As soon as my friend read the manual, she told me that I should seriously consider publishing it so I could share this information with other homeschooling families. I hesitated, but she pointed out that what I considered neuroses may very well be a gift to others. I told her I’d pray about it.
The thought of undertaking any publishing projects at that time was daunting due to health issues associated with my pregnancy. However, there was one night when I was physically suffering so much that I couldn’t get to sleep. Instead of feeling pity for myself, the Holy Spirit moved me to focus on serving others by revamping my original manuscript. So after much prayer, discernment, and many nights of writing, rewriting and editing, I was finally at peace about getting it published.
What makes Simplifying Your Domestic Church different from other organizational books?
There are several features about this journal that set it apart from other organizational books:
It addresses materialism from a very spiritual standpoint.
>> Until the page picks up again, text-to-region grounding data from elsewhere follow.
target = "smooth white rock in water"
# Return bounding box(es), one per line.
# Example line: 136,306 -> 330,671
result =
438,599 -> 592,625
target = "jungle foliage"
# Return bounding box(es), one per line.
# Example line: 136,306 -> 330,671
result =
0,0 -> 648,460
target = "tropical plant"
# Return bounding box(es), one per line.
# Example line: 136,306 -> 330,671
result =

The first several sections offer opportunities to meditate on the virtues of simplicity and holy detachment. Each section contains self-examination questions and numerous Saints’ and Scripture writings for meditation to encourage and inspire readers in their journey towards simple living.
It offers plenty of practical tips on decluttering, organizing, scheduling, paper trailing, menu-planning, Christian budgeting and end-of-life preparation. There are sample forms used by real homeschooling families and plenty of blank home management forms and labels that can be photocopied or downloaded at any time.
It is set up as a text and journal in one. The layout is very light and uncluttered mainly because I want families to spend more time praying and simplifying rather than reading. Once purchased, families have access to free organizational advice via phone or email. You may consider it a form of “lifetime technical support”…as long as I’m alive, that is!
What is the best way to use Simplifying Your Domestic Church?
You can use Simplifying Your Domestic Church depending on your family’s needs. Most moms use the forms on a daily and weekly basis. Others use the journal seasonally, especially when they want to declutter during Advent or Lent. Some use it as a summer resource when they are less busy and want to conquer a major organizational project.
Others use it as a group study resource, either as a family or with other mothers in the parish. Some families even use it to teach Life Skills to their high school children.
How can your book help families?
My hope is that Simplifying Your Domestic Church will help families discover plenty of opportunities to attain sanctity within the sacred walls of their domestic church.
My fervent prayer is that it will impart a profound message to all its readers, that is: The secret to sanctity is to do all things, including the mundane tasks of decluttering and simplifying, out of a deep and abiding love for our God and our family. Our goal is not to have a perfectly organized and decluttered home. Our goal is Heaven. And love is the best way to get there.